Subject: Re: MTD devices in NetBSD
To: Bill Studenmund <wrstuden@netbsd.org>
From: marty fouts <mf.danger@gmail.com>
List: tech-kern
Date: 03/23/2006 13:29:19
For performance and space reasons, NAND needs to have the concept of
two different size "blocks".  The literature calls these various
things, but the easiest terminology to use is erase-block and
write-block.  The write-block is small, either 512 bytes or 2k bytes,
in most nand parts, and is the unit of I/O.  You can't read or write
except in write-block increments and once you've written a
write-block, you can't rewrite it until you erase the erase-unit
containing it.  Erase block sizes are typically much larger, often
128kb.

If you try to match file system block sizes to the erase block size,
then you need to do all sorts of clever stuff in the file system for
putting data from more than one file into a single data block, or you
end up wasting a lot of space.

Typically this problem is solved by using a file system block size
that matches the write-block size and modifying the file system so
that it doesn't write zero fill blocks.  But that leads to a need for
garbage collection.

It is the exercise of managing the data structures necessary for
garbage collection that makes for the design trade-offs in the design
of nand-aware file systems, and the reason why so many of the
commercial NAND file systems use an intermediate layer to handle block
management.

Mike Chen, at PalmSource, modified LFS to work with NAND.
Unfortunately, that's PalmSource's IP, and was in PalmOS 6, so we'd
have to do the (estimated 18 man month) project over again to make LFS
work for NAND. Mike's work was pretty carefully tuned to the specific
NAND parts we were working with and took a lot of advantage of
geometry.

JFFS2 tries to work for NAND and NOR by not taking advantage of NAND
OOB storage. It is extremely slow as a result of the overhead that
introduces, and JFFS3 is being written to replace it.
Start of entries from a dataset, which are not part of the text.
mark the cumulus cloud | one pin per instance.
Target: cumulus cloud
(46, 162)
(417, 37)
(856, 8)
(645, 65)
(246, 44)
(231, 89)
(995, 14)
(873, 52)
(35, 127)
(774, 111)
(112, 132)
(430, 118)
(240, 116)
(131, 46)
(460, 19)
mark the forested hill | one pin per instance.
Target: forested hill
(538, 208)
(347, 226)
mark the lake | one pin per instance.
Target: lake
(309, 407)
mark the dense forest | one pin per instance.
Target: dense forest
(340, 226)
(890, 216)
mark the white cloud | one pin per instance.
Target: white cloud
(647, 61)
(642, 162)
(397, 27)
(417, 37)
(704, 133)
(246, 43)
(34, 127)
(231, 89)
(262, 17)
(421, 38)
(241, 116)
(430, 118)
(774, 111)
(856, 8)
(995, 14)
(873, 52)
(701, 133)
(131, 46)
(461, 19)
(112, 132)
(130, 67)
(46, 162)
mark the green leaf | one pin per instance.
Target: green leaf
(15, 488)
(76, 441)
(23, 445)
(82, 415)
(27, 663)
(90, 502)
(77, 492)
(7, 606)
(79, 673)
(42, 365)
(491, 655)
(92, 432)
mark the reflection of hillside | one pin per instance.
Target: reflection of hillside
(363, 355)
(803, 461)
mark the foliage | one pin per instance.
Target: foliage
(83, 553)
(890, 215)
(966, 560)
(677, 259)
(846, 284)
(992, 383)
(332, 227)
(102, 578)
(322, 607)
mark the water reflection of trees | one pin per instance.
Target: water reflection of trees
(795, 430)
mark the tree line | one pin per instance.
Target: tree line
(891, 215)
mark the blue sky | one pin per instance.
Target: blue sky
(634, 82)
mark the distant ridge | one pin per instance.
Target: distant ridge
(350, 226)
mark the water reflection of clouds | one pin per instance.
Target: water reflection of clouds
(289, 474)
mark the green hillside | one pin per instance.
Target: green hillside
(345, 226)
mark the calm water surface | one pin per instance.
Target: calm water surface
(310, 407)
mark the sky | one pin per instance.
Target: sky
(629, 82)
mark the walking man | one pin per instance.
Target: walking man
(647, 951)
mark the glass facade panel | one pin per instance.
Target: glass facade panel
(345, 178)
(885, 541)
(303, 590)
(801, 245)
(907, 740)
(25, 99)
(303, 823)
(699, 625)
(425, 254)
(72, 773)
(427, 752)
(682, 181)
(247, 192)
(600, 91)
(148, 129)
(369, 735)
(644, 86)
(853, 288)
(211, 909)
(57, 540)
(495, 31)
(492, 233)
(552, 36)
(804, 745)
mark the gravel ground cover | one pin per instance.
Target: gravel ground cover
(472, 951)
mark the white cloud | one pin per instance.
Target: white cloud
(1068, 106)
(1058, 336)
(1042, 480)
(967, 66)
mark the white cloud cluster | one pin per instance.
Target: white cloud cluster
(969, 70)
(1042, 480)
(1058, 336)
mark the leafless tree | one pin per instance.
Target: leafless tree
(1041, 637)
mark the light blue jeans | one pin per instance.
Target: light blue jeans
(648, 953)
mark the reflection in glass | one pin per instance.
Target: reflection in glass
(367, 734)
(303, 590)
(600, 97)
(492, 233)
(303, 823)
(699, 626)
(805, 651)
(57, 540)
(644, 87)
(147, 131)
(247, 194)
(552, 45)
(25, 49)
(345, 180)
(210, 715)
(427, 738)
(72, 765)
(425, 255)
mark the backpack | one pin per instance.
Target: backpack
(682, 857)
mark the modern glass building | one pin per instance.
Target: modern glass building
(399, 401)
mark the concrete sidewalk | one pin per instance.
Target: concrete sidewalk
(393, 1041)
YAFFS2 takes advantage of the NAND OOB data and is much faster than
JFFS2, but, of course won't work as-is on NOR.  (We've discussed ideas
for modifying it so that a region of NOR could be made to serve as if
it wre the NAND OOB. This seems doable.)

I am familiar with three commercial NAND file systems, M-Systems MDOC,
Datalite's RelianceFS, and Samsung's RFS. MOD and RFS are optimized to
specific hardware, and all three use a "flash translation layer"
between the FS and the flash part.

You can't directly map a "read-only" file system on top of NAND if
that file system block numbers as part of its data structures, unless
you have a remapping layer to deal with bad blocks or are willing to
work only with NAND parts that have no bad blocks. (All NAND parts
have bad blocks...)

There really are about two ways to go with NAND:

1) export a very simple block device model that uses ioctls for
getting/setting configuration, getting/setting OOB data, handling ECC
and erasing and does read/write at the write-block size

or

2) the above plus a "flash translation layer" that does garbage
collection, bad block management, and presents a simple block device
interface.

Marty